Como na fila da sorveteria, eleitor prova e muda de ideia, diz Meirelles

Por André Martins 19 de Abril de 2026 👁️ 0 visualizações 💬 0 comentários
Como na fila da sorveteria, eleitor prova e muda de ideia, diz Meirelles

Com as últimas pesquisas eleitorais mostrando a consolidação de uma polarização entre o presidente Luiz Inácio Lula da Silva (PT) e o senador Flávio Bolsonaro (PL), a visão de parte da classe política e de analistas é que a eleição está definida com esse confronto.

A visão de Renato Meirelles, presidente do Instituto Locomotiva e especialista em comportamento e consumo, é diferente. Para ele, os dados mais importantes ainda mostram que o eleitor está longe de estar decidido sobre o seu voto.

"É uma irresponsabilidade afirmar que hoje a eleição já está dada. É como na fila da sorveteria: você escolhe os sabores, prova e pode mudar de ideia. É mais ou menos esse o processo eleitoral”, diz Meirelles em entrevista à EXAME.

O principal dado, segundo Meirelles, está no tamanho da indefinição do eleitorado.

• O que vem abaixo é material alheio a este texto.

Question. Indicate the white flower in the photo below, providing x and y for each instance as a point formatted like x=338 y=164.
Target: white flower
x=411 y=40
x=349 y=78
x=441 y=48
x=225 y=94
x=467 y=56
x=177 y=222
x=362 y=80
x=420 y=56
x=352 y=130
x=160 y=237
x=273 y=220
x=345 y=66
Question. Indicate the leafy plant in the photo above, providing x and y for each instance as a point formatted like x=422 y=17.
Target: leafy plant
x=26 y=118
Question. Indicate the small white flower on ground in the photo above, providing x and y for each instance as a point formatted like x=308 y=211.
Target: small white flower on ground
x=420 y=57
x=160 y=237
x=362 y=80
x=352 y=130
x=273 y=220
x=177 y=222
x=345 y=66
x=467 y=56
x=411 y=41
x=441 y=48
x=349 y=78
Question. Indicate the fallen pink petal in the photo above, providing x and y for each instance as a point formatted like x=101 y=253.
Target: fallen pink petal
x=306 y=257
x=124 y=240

Segundo a última pesquisa Genial/Quaest, 62% dos brasileiros — cerca de 96 milhões de eleitores — não sabem dizer em quem votariam na pesquisa espontânea[/grifar], indicador considerado o mais fiel para medir a real intenção de voto.

“O que podemos observar é que a pesquisa espontânea é o que melhor retrata a fidelidade do eleitor”, afirma.

Além disso, há um segundo nível de volatilidade. Mais de 40% dos eleitores afirmam que ainda podem mudar o voto, o que representa mais de 60 milhões de pessoas em um cenário que tende a ser decidido por margens estreitas.

“Numa eleição que será decidida por 2% dos votos, 1% dos votos, esse volume de gente indecisa ou disposta a mudar de opinião é muito relevante”, diz.

Para o pesquisador, esse quadro reforça que o comportamento do eleitor ainda está em formação e deve passar por mudanças ao longo da campanha.

“Você não pode, em abril, dizer o que vai acontecer em outubro”, afirma.

tema da eleição ainda é imprevisível

Meirelles aponta que a definição do principal tema da eleição ainda é incerta e pode depender de eventos conjunturais ao longo da campanha.

“Não dá — e pode, inclusive, não ser nenhum desses”, afirma Meirelles ao comentar se segurança pública ou o fim da escala 6x1 seriam os eixos centrais do debate.

O histórico recente reforça essa imprevisibilidade, segundo o pesquisador. Ele cista que em 2018, a facada contra o ex-presidente Jair Bolsonaro (PL) marcou a disputa. Já em 2014, a morte de Eduardo Campos alterou o cenário eleitoral, impulsionando Marina Silva (Rede)

“No caso de 2014, a defesa da independência do Banco Central acabou sendo usada contra a candidaturade Marina, associando a proposta aos bancos. Uma coisa não tinha nada a ver com a outra, mas ficou essa imagem”, diz.

Segundo ele, esse tipo de mudança ocorre ao longo da campanha e não pode ser antecipado meses antes. “Isso é muito conjuntural. Tem que esperar a onda chegar mais próximo”, afirma.

Apesar disso, há um sentimento mais amplo identificado nas pesquisas: o cansaço.

“O que vemos é um brasileiro cansado. É uma estafa, mas sem a raiva e a revolta que marcaram 2018”, diz.

Desejo de mudança não define resultado

O desejo de mudança, por sua vez, não indica necessariamente uma rejeição automática ao governo Lula ou vantagem para a oposição.

“Vamos lembrar que a Dilma foi reeleita num cenário em que 70% dos brasileiros queriam mudança. Querer mudança não significa que a mudança será um candidato específico”, afirma.

Segundo Meirelles, o eleitor indeciso está menos ligado a rejeições e mais focado em comparar propostas de futuro.

“Os eleitores que ainda vão decidir estão tentando identificar qual candidatura consegue apresentar a melhor oferta de futuro para eles e para a família”, diz.

Em cenários mais ligados ao medo, a segurança pública tende a ganhar espaço — mas com foco no cotidiano, como roubo de celular, e não necessariamente em discursos mais radicais.

Já discussões econômicas, historicamente, favorecem candidatos de esquerda, mesmo entre eleitores conservadores.

“Há defesa de programas sociais, de um Estado mais presente e de taxação de grandes fortunas”, afirma.

Para o pesquisador, esse conjunto de fatores reforça o caráter aberto da disputa.

“Esse é o território de batalha que precisa ser acompanhado com lupa”, diz.